Alongside the clinical presentation, complementary examinations play a key role in the diagnosis of CJD3,13. Brain MRI typically reveals lesions characterized by Diffusion-Weighted Imaging (DWI) hyperintensities and signal abnormalities on FLAIR and T2-weighted sequences, particularly in the cerebral cortex and basal ganglia, as observed in the present case14 .Electroencephalogram findings, though limited in sensitivity, may show triphasic waves or periodic complexes, which can contribute to the diagnosis15. Cerebrospinal fluid analysis can help detect elevated levels of proteins such as 14-3-3, tau, and p-tau, which are associated with the disease16. Furthermore, the identification of pathological prion protein through RT-QuIC in nasal mucosa or CSF is notable for its high specificity17.
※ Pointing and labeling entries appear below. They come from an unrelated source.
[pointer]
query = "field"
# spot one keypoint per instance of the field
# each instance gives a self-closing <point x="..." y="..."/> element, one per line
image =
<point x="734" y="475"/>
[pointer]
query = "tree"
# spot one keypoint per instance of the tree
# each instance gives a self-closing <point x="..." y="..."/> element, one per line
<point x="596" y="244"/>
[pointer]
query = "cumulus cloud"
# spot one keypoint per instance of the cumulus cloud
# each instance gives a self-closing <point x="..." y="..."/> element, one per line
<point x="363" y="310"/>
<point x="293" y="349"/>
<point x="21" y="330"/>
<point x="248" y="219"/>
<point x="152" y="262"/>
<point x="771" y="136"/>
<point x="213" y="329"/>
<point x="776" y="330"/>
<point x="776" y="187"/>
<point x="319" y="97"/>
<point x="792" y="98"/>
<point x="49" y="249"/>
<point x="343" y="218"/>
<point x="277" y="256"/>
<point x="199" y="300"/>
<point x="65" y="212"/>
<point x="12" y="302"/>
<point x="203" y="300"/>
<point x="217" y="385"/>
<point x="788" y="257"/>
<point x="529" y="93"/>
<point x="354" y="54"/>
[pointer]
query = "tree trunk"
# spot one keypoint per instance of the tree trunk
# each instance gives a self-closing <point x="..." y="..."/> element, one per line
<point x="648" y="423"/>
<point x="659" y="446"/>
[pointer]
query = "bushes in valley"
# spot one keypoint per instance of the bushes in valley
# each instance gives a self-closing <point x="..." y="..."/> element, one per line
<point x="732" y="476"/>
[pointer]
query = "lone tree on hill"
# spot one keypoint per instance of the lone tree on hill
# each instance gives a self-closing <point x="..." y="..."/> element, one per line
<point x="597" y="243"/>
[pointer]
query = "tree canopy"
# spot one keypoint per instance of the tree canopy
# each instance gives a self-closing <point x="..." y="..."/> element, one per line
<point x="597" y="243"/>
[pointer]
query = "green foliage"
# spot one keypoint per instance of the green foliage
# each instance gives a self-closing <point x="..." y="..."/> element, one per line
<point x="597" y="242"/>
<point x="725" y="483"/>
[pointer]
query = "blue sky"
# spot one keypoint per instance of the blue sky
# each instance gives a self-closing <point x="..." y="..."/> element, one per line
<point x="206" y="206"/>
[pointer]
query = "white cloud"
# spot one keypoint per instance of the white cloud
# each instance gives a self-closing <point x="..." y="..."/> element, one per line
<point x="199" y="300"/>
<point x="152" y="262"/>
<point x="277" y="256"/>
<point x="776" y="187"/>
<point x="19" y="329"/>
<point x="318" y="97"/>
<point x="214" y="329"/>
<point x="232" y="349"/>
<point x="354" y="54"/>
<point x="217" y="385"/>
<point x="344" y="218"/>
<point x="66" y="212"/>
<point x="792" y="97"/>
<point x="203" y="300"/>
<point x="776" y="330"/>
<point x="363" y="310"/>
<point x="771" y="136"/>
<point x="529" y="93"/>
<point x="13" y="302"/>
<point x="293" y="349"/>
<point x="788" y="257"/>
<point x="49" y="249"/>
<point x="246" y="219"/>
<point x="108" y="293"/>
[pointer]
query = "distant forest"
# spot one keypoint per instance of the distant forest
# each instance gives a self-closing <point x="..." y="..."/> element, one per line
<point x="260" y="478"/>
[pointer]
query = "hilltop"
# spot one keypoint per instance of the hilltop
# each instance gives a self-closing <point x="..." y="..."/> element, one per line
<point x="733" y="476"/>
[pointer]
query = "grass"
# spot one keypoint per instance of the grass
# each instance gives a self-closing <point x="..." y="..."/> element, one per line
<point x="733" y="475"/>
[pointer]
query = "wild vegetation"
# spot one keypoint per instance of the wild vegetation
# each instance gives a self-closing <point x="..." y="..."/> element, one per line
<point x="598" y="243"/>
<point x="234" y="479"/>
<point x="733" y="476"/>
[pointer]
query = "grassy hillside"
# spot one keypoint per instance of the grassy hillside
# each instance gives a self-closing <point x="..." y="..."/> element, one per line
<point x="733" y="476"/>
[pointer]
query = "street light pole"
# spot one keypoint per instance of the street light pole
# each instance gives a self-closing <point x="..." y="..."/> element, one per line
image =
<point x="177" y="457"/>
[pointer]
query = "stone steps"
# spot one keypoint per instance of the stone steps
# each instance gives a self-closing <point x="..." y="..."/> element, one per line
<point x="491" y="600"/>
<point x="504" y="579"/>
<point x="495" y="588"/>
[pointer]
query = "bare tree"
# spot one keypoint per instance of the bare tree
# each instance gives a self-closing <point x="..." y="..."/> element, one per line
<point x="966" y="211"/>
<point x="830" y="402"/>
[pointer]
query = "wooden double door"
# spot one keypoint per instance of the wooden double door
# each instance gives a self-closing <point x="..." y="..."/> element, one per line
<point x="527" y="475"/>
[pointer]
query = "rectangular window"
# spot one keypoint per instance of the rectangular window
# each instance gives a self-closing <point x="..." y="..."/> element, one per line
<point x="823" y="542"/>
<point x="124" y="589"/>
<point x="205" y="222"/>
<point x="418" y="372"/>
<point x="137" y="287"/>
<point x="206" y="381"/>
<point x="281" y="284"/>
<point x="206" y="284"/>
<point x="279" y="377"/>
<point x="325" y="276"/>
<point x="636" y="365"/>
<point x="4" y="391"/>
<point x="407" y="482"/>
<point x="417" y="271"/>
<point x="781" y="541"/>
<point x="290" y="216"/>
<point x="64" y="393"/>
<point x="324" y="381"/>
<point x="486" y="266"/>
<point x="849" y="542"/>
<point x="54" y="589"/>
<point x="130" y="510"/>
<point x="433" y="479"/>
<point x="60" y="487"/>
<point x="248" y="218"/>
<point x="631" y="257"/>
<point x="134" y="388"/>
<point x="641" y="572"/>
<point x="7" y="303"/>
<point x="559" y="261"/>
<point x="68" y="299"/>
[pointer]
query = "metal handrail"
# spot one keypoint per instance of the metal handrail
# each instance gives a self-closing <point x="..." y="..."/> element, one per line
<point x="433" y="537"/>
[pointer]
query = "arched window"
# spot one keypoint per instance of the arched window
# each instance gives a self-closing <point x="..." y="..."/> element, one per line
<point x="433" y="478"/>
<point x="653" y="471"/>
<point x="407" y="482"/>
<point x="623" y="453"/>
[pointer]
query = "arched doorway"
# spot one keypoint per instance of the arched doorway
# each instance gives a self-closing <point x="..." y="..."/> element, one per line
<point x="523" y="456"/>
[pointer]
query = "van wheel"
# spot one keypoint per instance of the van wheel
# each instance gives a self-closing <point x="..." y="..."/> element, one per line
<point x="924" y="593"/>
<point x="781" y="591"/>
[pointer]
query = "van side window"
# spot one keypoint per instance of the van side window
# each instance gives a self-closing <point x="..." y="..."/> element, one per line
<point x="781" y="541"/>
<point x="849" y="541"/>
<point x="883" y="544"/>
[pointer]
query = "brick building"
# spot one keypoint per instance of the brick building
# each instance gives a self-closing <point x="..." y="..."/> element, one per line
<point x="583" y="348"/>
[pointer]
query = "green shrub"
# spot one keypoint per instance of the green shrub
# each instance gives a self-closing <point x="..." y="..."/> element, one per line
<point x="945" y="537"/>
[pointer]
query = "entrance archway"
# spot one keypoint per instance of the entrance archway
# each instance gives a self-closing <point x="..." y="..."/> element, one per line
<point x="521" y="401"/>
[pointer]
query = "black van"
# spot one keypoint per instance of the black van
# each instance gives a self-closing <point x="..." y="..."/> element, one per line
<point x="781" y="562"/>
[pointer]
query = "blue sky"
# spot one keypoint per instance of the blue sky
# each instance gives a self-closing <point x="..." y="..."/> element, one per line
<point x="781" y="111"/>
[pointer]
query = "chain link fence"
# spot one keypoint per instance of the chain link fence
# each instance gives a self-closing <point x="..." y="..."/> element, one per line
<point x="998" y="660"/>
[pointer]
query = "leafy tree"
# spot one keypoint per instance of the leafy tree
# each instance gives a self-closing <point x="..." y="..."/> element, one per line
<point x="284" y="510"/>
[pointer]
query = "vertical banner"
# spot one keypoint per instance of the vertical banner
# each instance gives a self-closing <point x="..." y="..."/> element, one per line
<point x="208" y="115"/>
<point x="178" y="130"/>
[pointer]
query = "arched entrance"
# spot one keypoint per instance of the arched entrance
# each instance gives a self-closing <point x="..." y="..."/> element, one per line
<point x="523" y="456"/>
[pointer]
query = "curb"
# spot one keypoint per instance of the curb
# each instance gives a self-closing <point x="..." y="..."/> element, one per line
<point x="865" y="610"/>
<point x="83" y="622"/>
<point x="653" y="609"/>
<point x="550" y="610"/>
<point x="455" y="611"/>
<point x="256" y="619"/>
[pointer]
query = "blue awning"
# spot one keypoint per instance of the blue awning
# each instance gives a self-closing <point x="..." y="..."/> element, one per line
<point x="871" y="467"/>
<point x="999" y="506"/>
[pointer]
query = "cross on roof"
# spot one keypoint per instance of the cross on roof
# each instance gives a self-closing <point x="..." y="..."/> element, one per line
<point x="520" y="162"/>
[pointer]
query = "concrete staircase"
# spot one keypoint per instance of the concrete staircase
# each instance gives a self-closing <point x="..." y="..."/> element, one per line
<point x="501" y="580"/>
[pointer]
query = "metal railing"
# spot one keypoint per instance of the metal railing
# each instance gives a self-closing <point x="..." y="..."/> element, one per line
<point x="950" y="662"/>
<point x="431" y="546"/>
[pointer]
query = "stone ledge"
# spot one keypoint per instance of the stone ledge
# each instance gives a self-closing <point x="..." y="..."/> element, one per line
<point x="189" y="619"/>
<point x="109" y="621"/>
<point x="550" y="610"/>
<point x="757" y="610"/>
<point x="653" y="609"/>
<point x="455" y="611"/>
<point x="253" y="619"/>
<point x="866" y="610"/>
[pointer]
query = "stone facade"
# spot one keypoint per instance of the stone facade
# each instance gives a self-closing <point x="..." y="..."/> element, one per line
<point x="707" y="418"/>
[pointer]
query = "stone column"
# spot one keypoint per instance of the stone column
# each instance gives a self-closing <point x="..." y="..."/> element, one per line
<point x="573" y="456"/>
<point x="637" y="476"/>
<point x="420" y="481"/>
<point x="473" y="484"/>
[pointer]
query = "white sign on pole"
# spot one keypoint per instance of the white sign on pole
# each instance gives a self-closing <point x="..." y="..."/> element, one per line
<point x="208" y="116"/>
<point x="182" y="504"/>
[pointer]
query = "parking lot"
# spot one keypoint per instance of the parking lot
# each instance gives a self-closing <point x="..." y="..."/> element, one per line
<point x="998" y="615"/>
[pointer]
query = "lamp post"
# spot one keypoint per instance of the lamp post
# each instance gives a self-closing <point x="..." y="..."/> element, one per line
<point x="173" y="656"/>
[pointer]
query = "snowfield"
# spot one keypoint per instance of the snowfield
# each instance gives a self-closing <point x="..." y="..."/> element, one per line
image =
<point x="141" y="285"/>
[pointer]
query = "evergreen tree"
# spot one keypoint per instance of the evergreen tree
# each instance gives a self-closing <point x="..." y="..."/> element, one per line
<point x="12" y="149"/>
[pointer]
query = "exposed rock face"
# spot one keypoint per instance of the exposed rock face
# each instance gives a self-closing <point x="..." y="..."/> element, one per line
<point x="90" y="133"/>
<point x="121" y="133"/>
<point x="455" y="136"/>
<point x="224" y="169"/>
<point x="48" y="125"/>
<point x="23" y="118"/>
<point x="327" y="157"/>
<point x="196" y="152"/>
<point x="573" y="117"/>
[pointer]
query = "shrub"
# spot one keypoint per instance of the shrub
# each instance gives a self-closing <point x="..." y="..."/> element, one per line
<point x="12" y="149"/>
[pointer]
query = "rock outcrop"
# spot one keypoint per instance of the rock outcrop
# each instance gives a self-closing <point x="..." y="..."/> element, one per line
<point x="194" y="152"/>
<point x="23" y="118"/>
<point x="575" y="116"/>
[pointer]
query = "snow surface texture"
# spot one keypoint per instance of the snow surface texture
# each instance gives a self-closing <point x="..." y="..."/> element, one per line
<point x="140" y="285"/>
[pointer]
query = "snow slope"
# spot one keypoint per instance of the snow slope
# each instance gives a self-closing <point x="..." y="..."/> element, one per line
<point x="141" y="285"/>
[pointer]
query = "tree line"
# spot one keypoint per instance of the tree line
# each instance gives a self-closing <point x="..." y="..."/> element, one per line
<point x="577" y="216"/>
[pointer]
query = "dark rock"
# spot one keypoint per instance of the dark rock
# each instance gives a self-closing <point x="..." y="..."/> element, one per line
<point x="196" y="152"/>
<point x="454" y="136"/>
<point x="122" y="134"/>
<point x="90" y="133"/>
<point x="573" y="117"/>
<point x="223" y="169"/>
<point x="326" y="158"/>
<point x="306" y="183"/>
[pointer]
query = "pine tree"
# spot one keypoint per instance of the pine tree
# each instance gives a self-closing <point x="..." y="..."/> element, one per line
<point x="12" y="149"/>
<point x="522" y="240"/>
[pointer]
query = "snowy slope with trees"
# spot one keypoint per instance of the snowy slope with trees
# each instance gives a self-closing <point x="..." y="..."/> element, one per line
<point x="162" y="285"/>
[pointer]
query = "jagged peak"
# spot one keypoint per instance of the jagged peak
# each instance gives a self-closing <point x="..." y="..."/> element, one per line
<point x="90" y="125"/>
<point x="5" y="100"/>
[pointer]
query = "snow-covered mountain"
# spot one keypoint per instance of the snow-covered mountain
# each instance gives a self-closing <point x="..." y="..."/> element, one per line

The present case highlights the importance of a thorough investigation in cases of rapidly progressive dementia in HIV-infected patients. This investigation should include screening for autoimmune encephalitis and central nervous system infections, as well as metabolic and demyelinating conditions. In our patient, the clinical course following immunotherapy, CSF examination (including RT-QuIC), laboratory tests, systemic neoplasm screening, and brain MRI confirmed CJD while ruling out CNS infections, metabolic diseases, and autoimmune and paraneoplastic encephalitis. The ability to perform RT-QuIC in suspected cases is crucial, given its high specificity in diagnosing prion diseases. Additionally, the investigation of autoimmune and paraneoplastic encephalitis and CNS infections in CSF is essential.

In conclusion, despite the lack of a well-established relationship between HIV infection and CJD, this rare condition should still be considered, especially in patients with controlled viral loads and adequate immune reconstitution who rapidly progress to a state of dementia.